In this exhibition, thirteen pieces are exhibited, including paintings, installations and sculptures. His curator, Omar Pascual Castillo, presents them in groups of seven sets, between which a space is created inhabited by their walkers: those of Diago – silent and accusatory figures – and ourselves. And each space in this exhibition has been designed so that visitors feel part of it, aiming to create an intimate connection between Diago’s works and the attendees themselves.

Diago approaches art from his racial condition as a black man, urbanite, Havana, descendant of artists and musicians. Heir to a legacy and bearer of a culture that permeates him, Diago is a creator who works intensely from different languages: drawing, painting, sculpture and installation.

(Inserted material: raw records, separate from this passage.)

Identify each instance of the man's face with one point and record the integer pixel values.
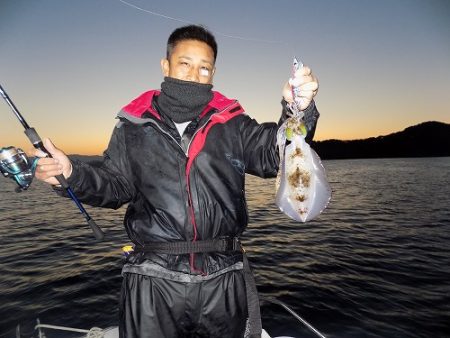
(191, 60)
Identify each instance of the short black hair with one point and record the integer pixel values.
(191, 32)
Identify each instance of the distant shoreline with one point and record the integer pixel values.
(427, 139)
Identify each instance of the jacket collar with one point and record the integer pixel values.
(143, 103)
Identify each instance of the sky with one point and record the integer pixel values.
(69, 66)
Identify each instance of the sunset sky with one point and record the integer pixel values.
(70, 66)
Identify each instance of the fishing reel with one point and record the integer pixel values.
(15, 164)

In the words of the curator of the exhibition, Omar Pascual Castillo, <<Invert the scriptural logic of the “blank page” knowing that, in the beginning, it was always darkness where the light was born, and not vice versa, without fear of its “ blank page”, Roberto Diago has been writing his story, visually, re-writing that of his contemporaries, by sharing his work (…) because it embraces us, just as the universe embraces this globe where we live>>.

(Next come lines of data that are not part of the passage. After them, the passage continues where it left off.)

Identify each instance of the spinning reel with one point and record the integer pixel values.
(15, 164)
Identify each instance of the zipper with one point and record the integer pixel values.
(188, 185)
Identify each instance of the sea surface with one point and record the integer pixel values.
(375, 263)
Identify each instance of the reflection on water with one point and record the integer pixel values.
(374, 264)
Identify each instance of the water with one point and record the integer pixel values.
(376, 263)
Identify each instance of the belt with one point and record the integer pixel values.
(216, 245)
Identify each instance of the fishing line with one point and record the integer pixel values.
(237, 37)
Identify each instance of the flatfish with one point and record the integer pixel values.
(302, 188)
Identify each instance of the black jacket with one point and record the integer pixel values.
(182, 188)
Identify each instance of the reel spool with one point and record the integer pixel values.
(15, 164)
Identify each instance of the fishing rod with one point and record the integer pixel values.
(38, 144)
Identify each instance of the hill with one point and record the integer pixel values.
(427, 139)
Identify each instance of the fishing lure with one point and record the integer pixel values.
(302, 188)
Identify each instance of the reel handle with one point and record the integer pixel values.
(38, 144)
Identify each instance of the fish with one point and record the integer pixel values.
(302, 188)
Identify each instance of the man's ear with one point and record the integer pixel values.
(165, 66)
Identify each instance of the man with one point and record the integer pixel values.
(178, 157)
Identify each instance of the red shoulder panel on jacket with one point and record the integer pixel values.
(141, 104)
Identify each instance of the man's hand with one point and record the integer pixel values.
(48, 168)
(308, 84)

Among Diago’s many influences we can find the anthropocentric tradition of Cuban art, such as the work of Wifredo Lam; the mysterious painting of his paternal grandfather, Roberto Diago; the voluminous sculptural fleshiness of Agustín Cárdenas at the threshold and in the middle of the 20th century; the fabulous and mystical work of Manuel Mendive; the neo-expressionist graphology of Eduardo Choco; or the anthropological research of José Bedia and Marta María Pérez Bravo.

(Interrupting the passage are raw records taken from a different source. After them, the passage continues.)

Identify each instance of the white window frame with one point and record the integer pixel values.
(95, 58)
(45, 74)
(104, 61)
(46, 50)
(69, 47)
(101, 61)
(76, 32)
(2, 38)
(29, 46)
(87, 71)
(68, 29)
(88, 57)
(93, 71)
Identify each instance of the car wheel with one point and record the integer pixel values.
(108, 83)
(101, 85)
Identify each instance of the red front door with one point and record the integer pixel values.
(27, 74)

Exposing this “cosmogony”, ancestral and contemporary, is what this exhibition aims to do curatorially speaking. An individual exhibition that was already exhibited at the CAJI (Juan Ismael Art Center) in Fuerteventura and that now arrives at Casa de América with the incorporation of new pieces, such as the floor installation Queloides III (2023) made expressly for the rooms from House of America.

The exhibition also has a monographic publication on Diago’s work, with authors such as Bárbaro Martínez-Ruiz, PhD at Yale University and director of Orbis Africa Lab; Suset Sánchez Sánchez, curator of Latin American art of the MNCARS Collection; or Janet Batet, independent curator and contributor to the Nuevo Herald of Miami.